Disputes between Queensland landlords and tenants at record high



brisbane property management

DISPUTES between tenants and landlords in Queensland have reached a record high as fed-up renters fight back against unfair treatment.

The Residential Tenancies Authority was forced to intervene in 27,405 disputes between tenants and property managers or owners during the 2016/17 financial year.

Half of those disputes related to bond distribution, 17 per cent to compensation in excess of the bond and 8 per cent to property repairs.

More than 800 agents and owners were also investigated for non-compliance with some of the most common breaches including failing to lodge a tenant’s bond to the RTA, not providing documents such as entry reports and tenancy agreements and unlawful entry to properties.

Brisbane woman Jessica Thomas has taken agents and landlords to the Queensland Civil and Administrative Tribunal six times over rental disputes and has won every case.

“Landlords taking the bond for no good reason happens all the time and most people just accept that they lose their bond at the end of a rental and that’s just wrong,” Ms Thomas said.

REIQ CEO Antonia Mercorella blames mum-and-dad investors.

“It is quite a scandal as far as I’m concerned.”

From entering her property without warning to harassment in her home, refusal to undertake repairs and even legal threats, Ms Thomas has seen it all.

“Last year when I moved into a new property, the real estate and the landlord lied to me about the state of the property,” she said.

“As soon as I turned the water on, water started seeping out of the walls and I found mould was growing everywhere.

“The majority of us aren’t those terrible tenants you hear about, we just want a safe place to live in peace.”
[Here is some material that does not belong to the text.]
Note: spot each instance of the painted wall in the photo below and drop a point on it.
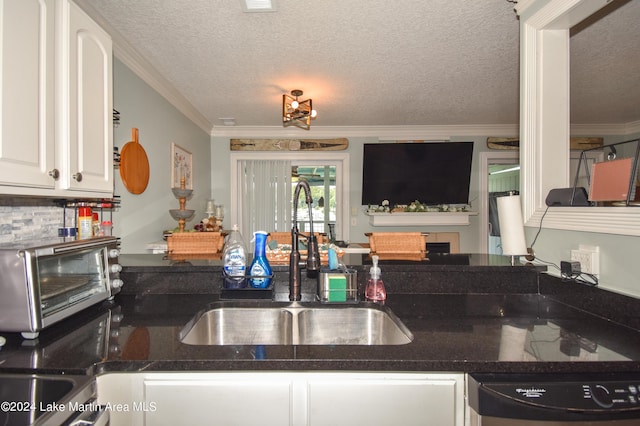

REIQ CEO Antonia Mercorella said the increase in disputes corresponded with an increase in renters and that most landlords were mum-and-dad investors.

“For these landlords every expense can exert additional financial pressure and increase friction between landlords and tenants,” she said.

Do Not Rent Me founder Anthony Ziebell

“Both sides can become more litigious in such a high pressure economic environment.”

Anthony Ziebell who founded Don’t Rent Me, a website dedicated to helping tenants expose bad landlords and agents, said renters were becoming more confident standing up for themselves.

“It’s very difficult because landlords hold all the power and that’s because a lot of people can’t afford to own their own houses,” Mr Ziebell said.

“Unless we’re prepared to stand up and do something together, we won’t see any change.”